Если жизнь действительно проблема для меня, то не меньше и я – проблема для жизни. Люди должны найти какой-нибудь способ обращаться со мной. Я, конечно, при этом не намекаю на определенных лиц. Единственные люди, которых хотел бы я теперь иметь возле себя, – художники и люди страдавшие: те, кто знал, что такое боль. Кроме них, меня не интересует никто.

Я не предъявляю никаких требований к жизни. Все, что я высказал здесь, касается только личного моего отношения к моей жизни в целом.

Я чувствую, что мне не нужно стыдиться своего наказания; это один из первых пунктов, которых я должен достигнуть ради моего совершенствования и потому, что я так несовершенен.

* * *

Затем я должен научиться быть счастливым.

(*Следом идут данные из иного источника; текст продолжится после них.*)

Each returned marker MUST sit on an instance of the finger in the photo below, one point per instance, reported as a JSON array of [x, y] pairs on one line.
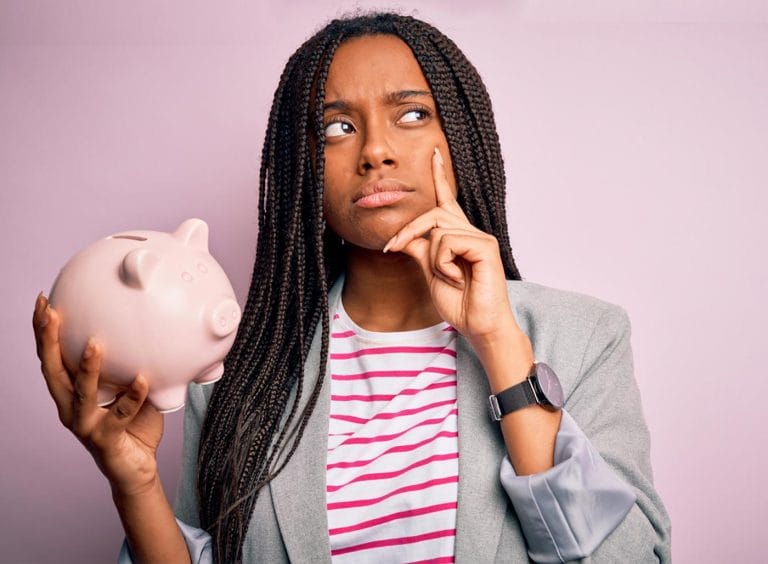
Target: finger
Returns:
[[418, 249], [442, 258], [57, 378], [39, 319], [468, 247], [123, 411], [423, 224], [86, 387], [444, 196]]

Было время, когда я знал это, или думал, что знаю, инстинктивно.

Прежде в моем сердце была всегда весна. Мой темперамент был органически связан с радостью. Высоко, до самых краев, наполнял я свою жизнь наслаждением, как наполняют до края кубок вином.

Теперь я подхожу к жизни с совершенно новой точки зрения, и часто мне бывает необычайно трудно даже представить себе счастье.

Я помню – это было во время моего первого семестра в Оксфорде – я прочел в «Ренессансе» Патэра (книга, имевшая такое странное влияние на мою жизнь), как Данте поселяет там, в глубинах Ада, тех, кто самовольно предается печали; я пошел тогда в библиотеку колледжа и раскрыл то место в «Божественной Комедии», где говорится, как внизу, в адских топях, теснятся те, что в милом воздухе печальны были, и вечно стенают и вздыхают теперь: «Мы были печальны в милом воздухе, что живится солнцем».

Я знал, что церковь осуждала «accidia», но вся эта идея казалась мне в высокой степени фантастичной; такой грех, думалось мне, только и мог изобрести не знающий жизни священник. И я так же не понимал, как мог Данте, который говорит в другом месте: «Скорбь вновь соединяет нас с Богом», как мог он так круто обойтись с теми, кто имел склонность к меланхолии – если только действительно таковые были. Я не подозревал тогда, что это будет когда-нибудь одним из величайших искушений моей жизни.

Когда я сидел в тюрьме в Вандсворте, я страстно желал смерти. Умереть было мое единственное желание.

Когда я, после двухмесячного пребывания в тюремной больнице, был перевезен сюда, и мое здоровье стало понемногу восстанавливаться, я кипел яростью.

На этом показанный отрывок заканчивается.